Page 1 of 1

Filtering out Crazy Posts

PostPosted: Tue Dec 04, 2012 9:06 pm
by luezuve
Hello All. I'll be the first to admit that I know zip about regular expressions. In some of the groups there are these huge posts which seem to contain random headers. I'd usually just reject the poster but unfortunately they're using a generic username that would filter out too many posts. So...I'm hoping there's some kind of regular expression I could employ. Ill give an example of the post:

Topic: 645000a7ab8cbbbe86203a5ff1fb97aa[001/104] - "22d79fa0b128555468ab375611e092eb943e91f8b4c10229b06c0b5dcd0be627.0" yEnc
Poster: Yenc@power-post.org (Yenc-PP-A&A)
Group: alt.binaries.hdtv.x264
Message ID example: 1354564952.50075.1@eu.news.astraweb.com

Thanks for any help.

Re: Filtering out Crazy Posts

PostPosted: Wed Jul 24, 2013 5:43 am
by TheWanderer
^[a-f0-9]{25,}\[[\d/]+\][\s-]+"[a-f0-9]{35,}[.][a-z0-9]{1,4}" yenc

I wouldn't know where to begin explaining this without direct questions.

Have fun.


This expression is offered free of charge and comes with no expressed or implied warranty

Re: Filtering out Crazy Posts

PostPosted: Wed Nov 05, 2014 12:53 pm
by TBlack
Are there any new thoughts on filtering out this type of garbage? I've tried the supplied string and it doesn't work for the newer garbage strings.

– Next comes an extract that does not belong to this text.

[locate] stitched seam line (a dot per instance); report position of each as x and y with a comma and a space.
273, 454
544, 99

Is there an app where I can enter the string I want to filter and it builds the correct RE string?

Thanks

Re: Filtering out Crazy Posts

PostPosted: Wed Nov 05, 2014 1:49 pm
by Quade
If you Ctrl-R some of these files, you might be able to see what's in them.

"[A-Z0-9]{30}"

Should match these.

Re: Filtering out Crazy Posts

PostPosted: Wed Nov 05, 2014 2:23 pm
by TBlack
Yes, thanks. This does catch quite a few. Some others have one or more hyphens in them and it misses those.

Thanks

Re: Filtering out Crazy Posts

PostPosted: Wed Nov 05, 2014 6:02 pm
by Quade
You can add hyphens to that too.

"[A-Z0-9\-]{30}"

Maybe this one. I haven't tested that it works.

Re: Filtering out Crazy Posts

PostPosted: Wed Nov 05, 2014 6:49 pm
by TBlack
Thanks....let me try it.

Re: Filtering out Crazy Posts

PostPosted: Thu Nov 06, 2014 12:31 pm
by TBlack
"[A-Z0-9\-]{30}"

Quade, this works very well for filtering out a lot of the header garbage....thanks for the tip!